The approval was based on findings from PRECISION-T, a randomized controlled trial that enrolled 187 adult patients with blood cancers, including acute leukemia and myelodysplastic syndrome. Participants were assigned to receive either Tregzi or a standard stem cell transplant, and the trial's primary endpoint was chronic GVHD-free survival. This was measured as the time from transplantation to the earliest occurrence of either death from any cause or the first onset of moderate or severe chronic GVHD, tracked within 2 years of the transplant date.
After 1 year, 78% of patients who received Tregzi met this endpoint, compared with 38.4% of those who received a standard transplant. When death was accounted for as a competing risk, 12.6% of Tregzi recipients developed serious chronic GVHD within a year, versus 44% among patients who received a standard transplant. According to FDA, the trial's results demonstrate clinical benefit for the studied population; therefore, the agency concluded that Tregzi's benefits outweigh its risks.
The safety profile observed in the trial was consistent with patients undergoing stem cell transplantation, with infection as the most common adverse event.
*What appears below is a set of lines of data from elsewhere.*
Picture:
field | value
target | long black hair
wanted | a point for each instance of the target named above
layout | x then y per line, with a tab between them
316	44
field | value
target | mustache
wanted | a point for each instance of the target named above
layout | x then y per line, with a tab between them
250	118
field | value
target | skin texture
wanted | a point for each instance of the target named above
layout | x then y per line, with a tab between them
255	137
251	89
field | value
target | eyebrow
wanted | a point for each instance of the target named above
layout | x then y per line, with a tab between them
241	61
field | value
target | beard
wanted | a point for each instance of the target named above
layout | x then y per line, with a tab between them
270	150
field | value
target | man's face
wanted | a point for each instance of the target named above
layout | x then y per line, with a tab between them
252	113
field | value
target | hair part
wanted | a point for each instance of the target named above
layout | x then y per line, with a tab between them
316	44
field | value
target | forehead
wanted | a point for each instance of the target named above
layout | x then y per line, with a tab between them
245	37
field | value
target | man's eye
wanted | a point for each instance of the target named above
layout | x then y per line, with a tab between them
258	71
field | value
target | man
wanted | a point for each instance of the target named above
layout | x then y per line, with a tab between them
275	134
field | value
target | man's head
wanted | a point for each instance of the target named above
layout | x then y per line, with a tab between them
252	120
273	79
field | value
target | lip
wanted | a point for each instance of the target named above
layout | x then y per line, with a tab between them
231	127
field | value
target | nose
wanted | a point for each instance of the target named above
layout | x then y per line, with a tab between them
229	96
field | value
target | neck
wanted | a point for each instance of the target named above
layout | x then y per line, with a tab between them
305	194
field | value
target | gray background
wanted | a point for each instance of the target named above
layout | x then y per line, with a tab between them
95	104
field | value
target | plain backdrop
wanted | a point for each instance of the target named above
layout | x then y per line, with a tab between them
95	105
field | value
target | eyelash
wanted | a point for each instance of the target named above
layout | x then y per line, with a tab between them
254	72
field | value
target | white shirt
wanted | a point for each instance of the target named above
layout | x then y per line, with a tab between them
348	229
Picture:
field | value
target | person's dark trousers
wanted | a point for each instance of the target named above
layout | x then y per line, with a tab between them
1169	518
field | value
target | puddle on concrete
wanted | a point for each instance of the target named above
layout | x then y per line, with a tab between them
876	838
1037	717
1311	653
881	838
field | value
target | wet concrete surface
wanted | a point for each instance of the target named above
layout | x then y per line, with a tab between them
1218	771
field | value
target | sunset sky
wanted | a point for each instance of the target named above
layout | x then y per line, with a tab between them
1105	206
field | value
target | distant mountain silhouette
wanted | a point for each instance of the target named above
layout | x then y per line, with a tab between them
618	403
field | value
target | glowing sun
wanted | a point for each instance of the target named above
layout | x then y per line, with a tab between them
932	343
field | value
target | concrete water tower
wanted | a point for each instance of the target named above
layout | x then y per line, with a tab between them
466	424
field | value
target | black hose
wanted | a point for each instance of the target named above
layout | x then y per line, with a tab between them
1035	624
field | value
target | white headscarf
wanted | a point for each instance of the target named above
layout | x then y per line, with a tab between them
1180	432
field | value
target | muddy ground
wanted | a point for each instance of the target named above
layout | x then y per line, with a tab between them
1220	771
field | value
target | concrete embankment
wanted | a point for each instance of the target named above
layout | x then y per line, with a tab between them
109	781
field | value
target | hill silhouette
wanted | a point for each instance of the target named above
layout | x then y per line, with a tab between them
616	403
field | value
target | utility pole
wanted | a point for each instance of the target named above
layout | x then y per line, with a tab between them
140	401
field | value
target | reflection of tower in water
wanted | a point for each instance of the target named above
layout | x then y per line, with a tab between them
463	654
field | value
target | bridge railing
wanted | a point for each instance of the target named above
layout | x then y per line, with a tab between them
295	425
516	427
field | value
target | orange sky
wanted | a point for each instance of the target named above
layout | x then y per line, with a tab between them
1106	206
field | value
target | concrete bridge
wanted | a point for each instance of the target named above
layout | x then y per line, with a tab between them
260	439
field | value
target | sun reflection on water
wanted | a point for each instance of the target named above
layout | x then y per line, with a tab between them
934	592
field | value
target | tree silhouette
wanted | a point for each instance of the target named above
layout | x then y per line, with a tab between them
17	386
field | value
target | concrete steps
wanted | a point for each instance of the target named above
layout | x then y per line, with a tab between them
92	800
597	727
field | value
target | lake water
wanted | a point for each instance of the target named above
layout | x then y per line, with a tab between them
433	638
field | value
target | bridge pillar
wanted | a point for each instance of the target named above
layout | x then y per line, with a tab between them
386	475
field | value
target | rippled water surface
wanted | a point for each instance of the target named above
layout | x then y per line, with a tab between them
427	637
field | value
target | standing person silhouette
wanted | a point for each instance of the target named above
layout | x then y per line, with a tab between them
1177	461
No severe reactions occurred during infusion, and no cases of graft failure were reported during the study period.
“Developing this concept from early foundational research in our labs based upon the fundamental biology of regulatory T cells, to it now receiving the first FDA approval for a therapy that utilizes highly purified Tregs, is a defining moment for the transplant community," said Robert Negrin, M.D., professor of medicine, blood and marrow transplantation at Stanford Medicine, in a press release.2 "The peer-reviewed findings demonstrated this precision-engineered cell therapy delivered improved GVHD-free survival alongside less toxicity, including fewer serious infections and lower non-relapse mortality."
The application received both Orphan Drug and Regenerative Medicine Advanced Therapy designations ahead of its approval.